Dans les rues de Cotonou et d’Abomey-Calavi, des individus multiplient les stratégies pour susciter la pitié des populations et récolter de l’argent. Avec cette manœuvre, ils finissent par trahir la confiance des bienfaiteurs et instillent le doute. En effet, derrière des visages souffrants et des récits bouleversants, se cachent parfois des intentions troublantes.
Kanfoui Grâce Eldine SOGNONNOU (Stag)

Une scène surréaliste à Togoudo ! Quelques minutes de bruits et Amélie s’éloigne tranquillement d’un atelier de coiffure aux abords de la voie pavée menant du carrefour Iita au carrefour Tankpè. La jeune dame, bébé au dos et ordonnance froissée en main, vient d’être démasquée. Une mendiante à faux besoin. Le récit des faits : Sous un soleil de plomb, Amélie fait le tour des kiosques, ateliers et services pour présenter une feuille médicale et un enfant malade. D’un ton alarmé, elle aborde les citoyens et leur explique que son enfant souffre d’une maladie rare. Elle montre le papier, désigne l’enfant, et sollicite de l’aide. « Mon fils est malade, je dois payer ces médicaments, je vous en supplie, aidez-moi », alarme-t-elle les yeux larmoyants. Mais à l’œil nu, l’enfant ne présente aucun signe de malaise. Il dort paisiblement. Aucun signe apparent de fièvre et de douleur. Un habitant du quartier affirme reconnaître Amélie. « Je l’ai rencontrée, il y a 3 jours, dans la boutique de ma cousine à Akpakpa Midombo.

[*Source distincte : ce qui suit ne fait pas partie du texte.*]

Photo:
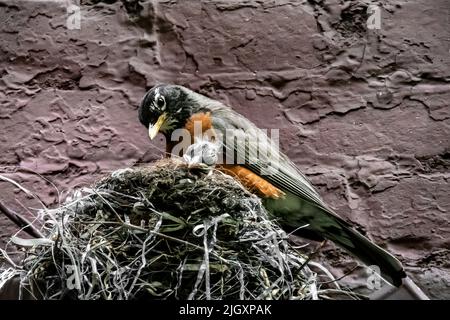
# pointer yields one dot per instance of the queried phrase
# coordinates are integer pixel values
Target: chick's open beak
(153, 129)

C’est bizarre, elle raconte la même histoire mais le bébé se porte bien », confie-t-il. Les occupants de l’atelier la renvoient et une discussion s’enchaine sur ces procédés. « Les gens n’ont pas honte. Ils se promènent avec de fausses situations pour soutirer de l’argent aux honnêtes personnes. C’est incroyable ! », affirme Tranquilin.
Amélie n’est pas seule à jouer sur l’émotion. À quelques rues de là mais à des jours différents, toujours à Togoudo, Youssouf répète un autre stratagème. Il tient une sonde urinaire visible à la ceinture. Il se plaint d’insuffisance rénale. Il raconte qu’il a besoin d’argent pour faire une dialyse. Il parle calmement, s’appuie sur sa canne, et insiste, « Je souffre, je dois aller à l’hôpital, aidez-moi avec ce que vous pouvez ». Mais là encore, certains commencent à douter. Un agent de sécurité d’une structure bancaire affirme avoir vu Youssouf dans le même état, il y a un an, sans aucun changement. « Il fait ça tout le temps. Il n’a jamais été hospitalisé ici. Il passe, il raconte son histoire, puis il repart », affirme l’agent.
Ces cas ne sont pas isolés. On retrouve de nombreuses personnes dans des situations similaires et pires qui quémandent dans les rues. Face à ces images, les citoyens réagissent différemment. Aimé Asthur Djehounkè se montre méfiant. « Je fais beaucoup attention. Je ne donne pas à tous ceux qui me demandent, par précaution ». Même face à de vrais besoins, il évoque des histoires de dons utilisés à des fins mystiques. À l’opposé, Mahoulé Faustin Houdji, lui, reste confiant. « Je ne fais pas de distinction. Je donne à tous tant que j’en ai. Tant que je le fais de bon cœur, je ne crains rien ». Ces réactions contrastées traduisent un malaise. Donner devient une interrogation. Un réflexe hésitant. Pour Dr Florentin Mensah Kokou, socio-anthropologue à l’Université d’Abomey-Calavi, il est important d’écouter sa conscience : « Nous sommes dans une société où, pour faire le bien à quelqu’un aujourd’hui, il faut beaucoup réfléchir. Il y a ce projet ritualiste qui se cache derrière la mendicité. Donc il faut que les citoyens soient réticents face aux aides à apporter aux mendiants. Ils doivent agir selon leur propre conscience, en écoutant leur cœur », fait savoir le chercheur.
Dans cette confusion, certains refusent de céder à la peur. Maxime Mahoudjro livre une leçon d’humanité. « Donner demeure un acte humain. Il ne faut rien craindre tant qu’on fait du bien », confie-t-il. Mais la réalité rattrape parfois la foi en l’autre. Il y a quelques semaines à Cotonou, un fait divers a glacé les cœurs. Un homme, qui faisait semblant d’être dans la détresse, a sollicité l’aide d’une femme et de sa fille. Il les a égorgées. Le drame a provoqué l’effroi. En conséquence, les regards ont changé. Derrière chaque main tendue, la suspicion rôde. Et la générosité, jadis naturelle, devient une décision difficile. Donner ou reculer ? La question reste ouverte.